31Nach dieser Regelung ist die Frist gewahrt, wenn vor Ablauf der Festsetzungsfrist der Steuerbescheid den Bereich der für die Steuerfestsetzung zuständigen Finanzbehörde verlassen hat. Diese Regelung setzt aber voraus, dass der rechtzeitig abgesandte Bescheid auch tatsächlich zugeht. Auf dieses Merkmal kann nach Ansicht des Senats nicht verzichtet werden. Die Absendung eines Bescheides vor Ablauf der Festsetzungsfrist, der -wie im Streitfall unwiderlegt von der Klägerin vorgetragen - dem Steuerpflichtigen tatsächlich nicht zugeht und später, nach Ablauf der Frist, ein zweites Mal in einem selbständigen Vorgang bekannt gegeben wird, kann die Festsetzungsfrist nicht wahren. Der Senat folgt damit der Rechtsansicht des 2. Senats des BFH (vgl. BFH-Beschluss vom 6.06.2001, II R 47/98, BFHE 195, 32, BStBl II 2001, 695 m.w.N. auch für die Gegenmeinung; ebenso: Finanzgericht Münster, Urteile vom 20.03.2002 8 K 3586/00 E, EFG 2002, 798 und 8 K 4391/01 GrE, EFG 2002, 799).

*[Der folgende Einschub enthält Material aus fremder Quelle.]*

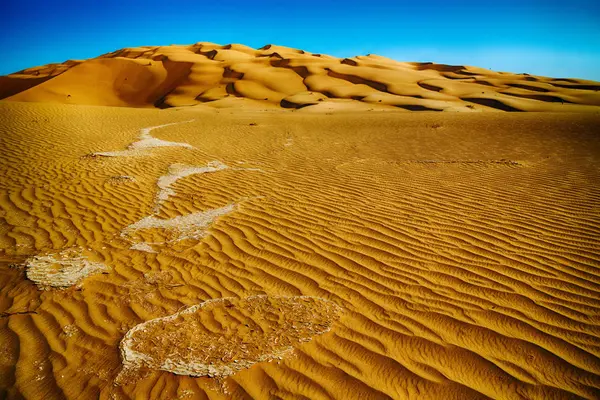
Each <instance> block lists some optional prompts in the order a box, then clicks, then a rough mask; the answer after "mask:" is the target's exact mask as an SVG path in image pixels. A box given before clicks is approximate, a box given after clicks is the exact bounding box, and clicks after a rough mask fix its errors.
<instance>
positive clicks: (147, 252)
mask: <svg viewBox="0 0 600 400" xmlns="http://www.w3.org/2000/svg"><path fill="white" fill-rule="evenodd" d="M129 248H130V249H131V250H138V251H145V252H146V253H156V250H154V248H153V247H152V246H150V244H149V243H147V242H139V243H134V244H132V245H131V246H130V247H129Z"/></svg>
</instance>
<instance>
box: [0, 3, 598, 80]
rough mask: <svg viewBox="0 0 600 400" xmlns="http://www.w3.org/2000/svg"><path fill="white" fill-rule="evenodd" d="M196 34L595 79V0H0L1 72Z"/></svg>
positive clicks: (255, 45) (307, 48)
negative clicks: (292, 0) (344, 0)
mask: <svg viewBox="0 0 600 400" xmlns="http://www.w3.org/2000/svg"><path fill="white" fill-rule="evenodd" d="M204 41H206V42H214V43H219V44H229V43H241V44H245V45H248V46H251V47H254V48H258V47H262V46H264V45H265V44H278V45H283V46H289V47H295V48H300V49H303V50H306V51H309V52H314V53H324V54H329V55H333V56H338V57H352V56H356V55H365V54H369V53H372V54H378V55H382V56H386V57H390V58H393V59H395V60H398V61H432V62H436V63H444V64H456V65H473V66H479V67H483V68H489V69H492V70H497V71H507V72H516V73H522V72H526V73H530V74H536V75H546V76H551V77H569V78H582V79H592V80H598V81H600V0H591V1H588V0H562V1H556V0H543V1H540V0H530V1H528V0H521V1H514V0H496V1H491V0H479V1H471V0H462V1H450V0H446V1H440V0H410V1H403V0H396V1H387V0H370V1H369V0H361V1H358V0H346V1H343V2H342V1H328V0H320V1H314V0H302V1H286V0H279V1H273V0H265V1H260V0H244V1H242V0H226V1H223V0H219V1H203V0H195V1H179V0H170V1H169V0H161V1H156V0H146V1H138V0H119V1H115V0H101V1H99V0H79V1H62V0H53V1H47V0H46V1H39V0H28V1H23V0H2V2H1V3H0V48H1V49H2V50H1V51H2V52H1V53H0V54H2V56H1V57H0V60H1V62H0V75H5V74H8V73H12V72H16V71H18V70H21V69H24V68H28V67H32V66H36V65H43V64H48V63H51V62H62V61H65V60H67V59H86V58H92V57H96V56H98V55H100V54H104V53H108V52H111V51H114V50H117V49H121V48H123V47H135V46H145V45H169V44H192V43H196V42H204Z"/></svg>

32Da bereits die Feststellungsfrist nicht gewahrt ist, braucht der Senat nicht darüber zu entscheiden, ob die Klägerin im Wege des Rechtsschutzes lediglich die Aufhebung des Bescheides vom 14.6.1995 verlangen kann oder ob sie darüber hinaus die Möglichkeit erhalten müßte, erstmals weitere Anträge zu stellen oder Umstände geltend zu machen, die sie ohne (erneute) Versendung der Bescheidkopie wegen Ablaufs der Feststellungsfrist nicht mehr hätte geltend machen können.
33Auch kommt es nicht mehr darauf an, ob der Mitgesellschafter L***** am 14.06.1995 Empfangsbevollmächtigter der Klägerin war und ob der Klägerin Verluste in der geltend gemachten Höhe entstanden sind.
34Die Kostenentscheidung folgt aus § 135 Abs. 1 Finanzgerichtsordnung (FGO).
35Die Revision wird gemäß § 115 Abs. 2 Nr. 1 FGO zugelassen, weil die Sicherung einer einheitlichen Rechtsprechung zu § 169 Abs. 2 Satz 3 Nr. 1 AO eine Entscheidung des Bundesfinanzhofs erfordert.